In the far corner of the deep end of the pool, Melvin had his first of many epiphanies. Ah ha moments that made him stop and question. A lot of famous philosophers did their best thinking in the water. Kierkegaard, Kant, Archimedes.

“I am strange but I like it,” Melvin whispered to himself, and the confidence in that statement made him happier than he’d ever been. “And I wouldn’t want it any other way.” Without warning, the feeling vanished.

Melvin had tasted curiosity with both hands, a robust mixture of pride and shame. The taste of which remained and brought waves of conflicting emotions that made him slightly smile with dread for what his auntie called his immortal soul.

Melvin felt cold. He hid for a while in the shower, reliving the moments, shaking, smiling, and squeezing himself until it passed. It was going to pass.

One of the girls smiled at him as if to say come talk to me later, and he felt perhaps he wasn’t as strange as he first thought. Perhaps he was both. He’d never heard of terms like pan, bi or queer, so he was unaware that there was a label for this feeling.

Woodcut-style illustration of a segregated pool closed because of racism
Segregation in the United States

Back in the closet, Teddy Beam straightened his mismatched buttons and cleared his cotton throat like an old soldier gathering himself before a story turned tender.

Melvin’s knees trembled as he descended the stairs for what felt like the last time.
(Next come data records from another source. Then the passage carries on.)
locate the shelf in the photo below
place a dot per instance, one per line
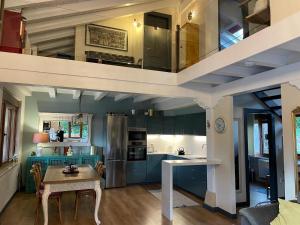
(260, 17)
(64, 144)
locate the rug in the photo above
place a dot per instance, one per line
(179, 200)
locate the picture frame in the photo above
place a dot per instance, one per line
(106, 37)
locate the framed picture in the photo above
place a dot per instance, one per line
(106, 37)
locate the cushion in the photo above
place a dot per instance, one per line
(289, 213)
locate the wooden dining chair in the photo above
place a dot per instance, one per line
(100, 168)
(37, 176)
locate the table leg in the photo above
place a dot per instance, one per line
(167, 191)
(45, 203)
(98, 199)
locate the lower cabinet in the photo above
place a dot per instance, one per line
(154, 167)
(136, 172)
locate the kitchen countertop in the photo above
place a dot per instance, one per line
(173, 154)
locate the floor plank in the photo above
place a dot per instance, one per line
(132, 205)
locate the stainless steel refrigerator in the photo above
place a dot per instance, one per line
(116, 151)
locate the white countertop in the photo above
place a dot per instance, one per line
(192, 162)
(173, 154)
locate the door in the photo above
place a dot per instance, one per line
(260, 155)
(115, 173)
(157, 41)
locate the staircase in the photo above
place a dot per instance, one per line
(271, 98)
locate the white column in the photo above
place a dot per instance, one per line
(167, 190)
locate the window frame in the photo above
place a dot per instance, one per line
(68, 117)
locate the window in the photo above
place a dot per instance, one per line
(9, 127)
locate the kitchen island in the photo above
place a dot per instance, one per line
(167, 180)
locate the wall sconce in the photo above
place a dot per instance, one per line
(190, 16)
(136, 23)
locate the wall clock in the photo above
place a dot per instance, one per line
(220, 125)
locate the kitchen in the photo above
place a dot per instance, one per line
(132, 138)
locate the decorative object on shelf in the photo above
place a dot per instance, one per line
(71, 169)
(190, 16)
(136, 23)
(220, 125)
(40, 138)
(106, 37)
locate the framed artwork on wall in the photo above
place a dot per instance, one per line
(106, 37)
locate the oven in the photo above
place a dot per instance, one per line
(137, 144)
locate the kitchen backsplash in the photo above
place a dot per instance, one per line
(193, 145)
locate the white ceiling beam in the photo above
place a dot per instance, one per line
(62, 10)
(55, 44)
(160, 100)
(51, 36)
(52, 92)
(76, 94)
(19, 4)
(81, 19)
(175, 104)
(121, 97)
(53, 52)
(143, 98)
(99, 95)
(259, 81)
(215, 79)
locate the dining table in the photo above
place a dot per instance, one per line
(57, 181)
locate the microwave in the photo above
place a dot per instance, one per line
(137, 136)
(137, 153)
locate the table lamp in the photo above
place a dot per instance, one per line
(40, 138)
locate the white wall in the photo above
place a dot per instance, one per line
(289, 100)
(221, 179)
(193, 145)
(135, 37)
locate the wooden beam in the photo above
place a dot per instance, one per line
(269, 98)
(143, 98)
(51, 36)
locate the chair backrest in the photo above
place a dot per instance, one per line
(37, 175)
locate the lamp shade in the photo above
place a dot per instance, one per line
(40, 138)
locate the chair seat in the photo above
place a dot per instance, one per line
(52, 195)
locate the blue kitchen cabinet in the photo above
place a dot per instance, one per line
(193, 179)
(154, 125)
(136, 172)
(154, 163)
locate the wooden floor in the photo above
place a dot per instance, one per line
(132, 205)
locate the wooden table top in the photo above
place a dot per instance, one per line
(55, 175)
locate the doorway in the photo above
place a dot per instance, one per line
(260, 156)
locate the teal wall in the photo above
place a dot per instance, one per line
(64, 103)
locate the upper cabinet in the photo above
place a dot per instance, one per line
(193, 124)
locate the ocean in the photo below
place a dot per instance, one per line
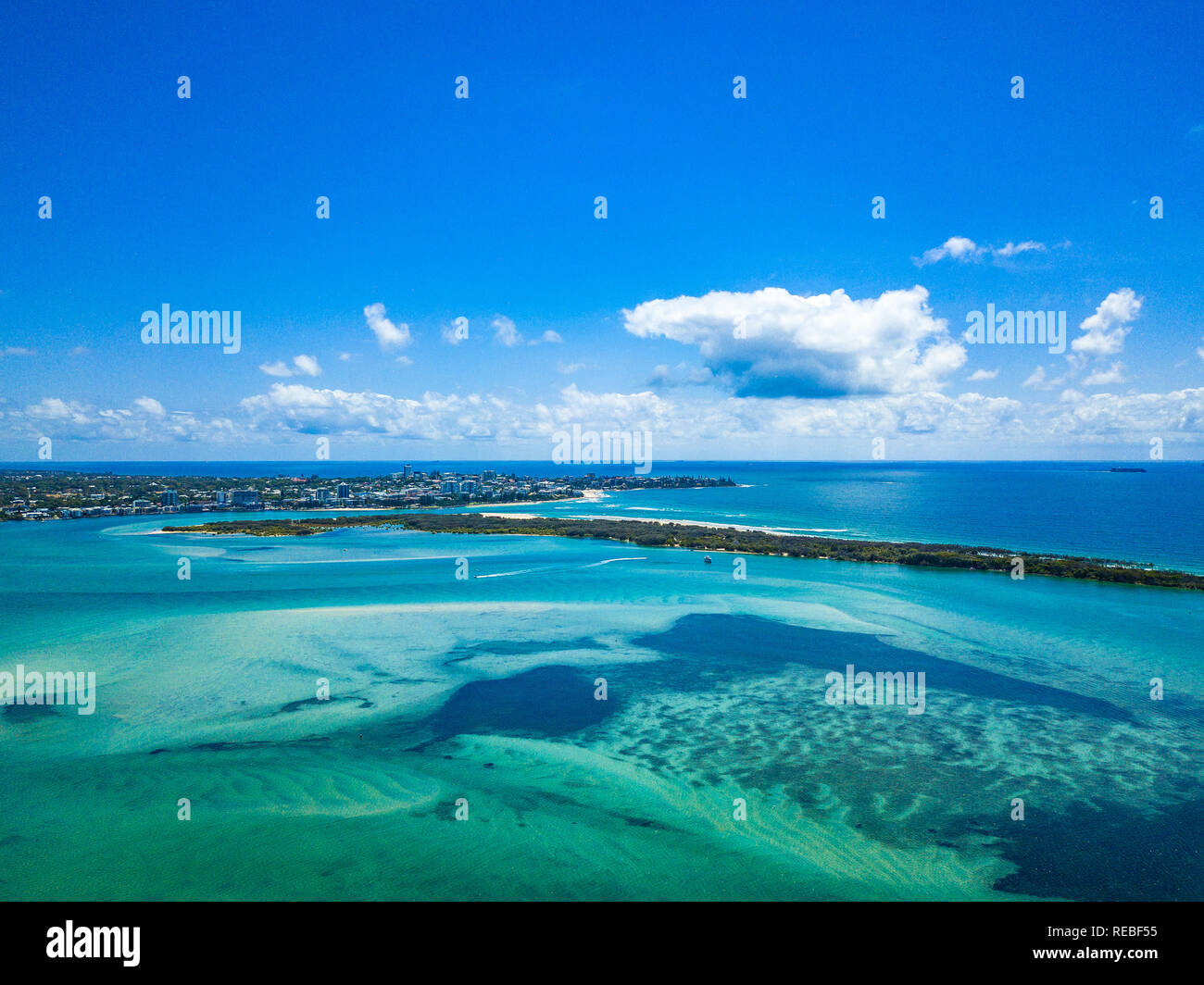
(389, 714)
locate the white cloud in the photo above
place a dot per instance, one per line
(1104, 331)
(389, 335)
(505, 331)
(149, 405)
(1115, 373)
(966, 251)
(289, 411)
(956, 247)
(774, 343)
(302, 365)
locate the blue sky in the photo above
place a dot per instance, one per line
(718, 209)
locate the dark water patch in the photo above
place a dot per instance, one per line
(296, 705)
(1111, 853)
(542, 702)
(227, 747)
(23, 714)
(520, 648)
(737, 645)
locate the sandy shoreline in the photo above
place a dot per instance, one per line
(646, 520)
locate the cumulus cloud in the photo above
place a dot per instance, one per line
(149, 405)
(1104, 331)
(302, 365)
(774, 343)
(389, 335)
(1114, 373)
(505, 331)
(955, 248)
(687, 417)
(964, 251)
(1039, 380)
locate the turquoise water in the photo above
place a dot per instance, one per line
(483, 689)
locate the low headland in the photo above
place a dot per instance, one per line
(722, 540)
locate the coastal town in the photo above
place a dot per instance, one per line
(53, 495)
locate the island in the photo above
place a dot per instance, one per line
(707, 537)
(51, 493)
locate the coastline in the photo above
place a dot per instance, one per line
(731, 540)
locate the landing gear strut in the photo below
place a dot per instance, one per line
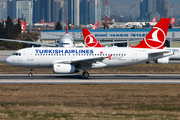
(30, 72)
(85, 74)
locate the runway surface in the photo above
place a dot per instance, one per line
(93, 79)
(4, 54)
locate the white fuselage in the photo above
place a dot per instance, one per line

He was wrong. Leave it to a psychopath like Ankh to make calling him down to eat feel like an execution.

“I told you not to worry,” the professor sighed to the empty coats.

He thought of all the battles they had fought together, the washer, the dryer, the cereal aisle, the long nights while Mary and her husband taught Melvin how to breathe properly and the mornings when survival itself was the victory.

Wherever Teddy ended up — wherever he was now — Melvin knew this much:

He was a good bear.

A warrior-poet in the classic sense.
The brother who stayed.
The witness who didn’t turn away from the truth.

Bears like him didn’t always get through unscathed.

But they survived.

Woodcut-style illustration of a teddy bear
Theodore Melvin Beam

Theodore Melvin Beam was a tan, classic bear and a good friend. He was MIA, last seen somewhere over the Midwest — forced to burn all of his contacts and go into hiding. He was left behind enemy lines when Melvin and his mother fled in the night. Wherever he ended up, whoever he was with, Melvin only hoped they listened to his stories and treated him with the respect he deserved.

Melvin firmly believed that Teddy would be okay.